Figure 3Discovery of deletion variants using PacBio reads. Deletions were identified based on alignment of PacBio reads to the CanFam3.1 (left) or Dog10K_Boxer_Tasha_1.0 (right) assemblies. The bins of each histogram are of equal size on a logarithmic scale.
Figure 4Structural variation at the amylase locus. A genome browser view illustrating structural variation at the amylase locus in Tasha is shown. The orange bars at the top indicate the locations of tandem duplications identified using the raw PacBio long-read data. This includes a large, 1.9 Mbp duplication (chr6:47977592-49898283) as well as a 14.8 kbp duplication (chr6:49729008-49743863). A read depth profile showing copy number estimated from Illumina sequencing data is depicted as a bar plot across the interval.

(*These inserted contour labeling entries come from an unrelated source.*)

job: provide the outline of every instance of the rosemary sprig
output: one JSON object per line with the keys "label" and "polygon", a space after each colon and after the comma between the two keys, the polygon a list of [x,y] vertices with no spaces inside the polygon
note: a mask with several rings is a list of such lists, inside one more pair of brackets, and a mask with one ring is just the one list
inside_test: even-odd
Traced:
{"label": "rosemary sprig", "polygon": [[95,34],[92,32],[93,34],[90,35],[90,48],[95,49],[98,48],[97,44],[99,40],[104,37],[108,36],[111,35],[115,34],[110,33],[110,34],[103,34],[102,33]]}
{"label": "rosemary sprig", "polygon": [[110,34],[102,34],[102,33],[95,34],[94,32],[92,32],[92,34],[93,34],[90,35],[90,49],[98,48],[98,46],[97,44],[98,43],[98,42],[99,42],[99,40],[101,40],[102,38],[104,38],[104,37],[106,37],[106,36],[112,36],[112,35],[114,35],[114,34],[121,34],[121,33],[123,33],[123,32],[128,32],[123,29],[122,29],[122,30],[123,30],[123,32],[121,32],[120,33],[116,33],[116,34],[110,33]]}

An elevated copy number of 3, corresponding to the 1.9 Mb duplication, is observed, as well as a spike in copy number overlapping with the AMY2B gene. Mappings of discordant fosmid end sequences are shown in orange below the copy number profile. Each depicted clone has end sequences that align in an everted orientation consistent with the presence of a tandem duplication. The position of gene models derived from the NCBI gene annotation, release 106, are shown at the bottom of the figure. The LOC607460 gene model corresponds to pancreatic α-amylase (AMY2B).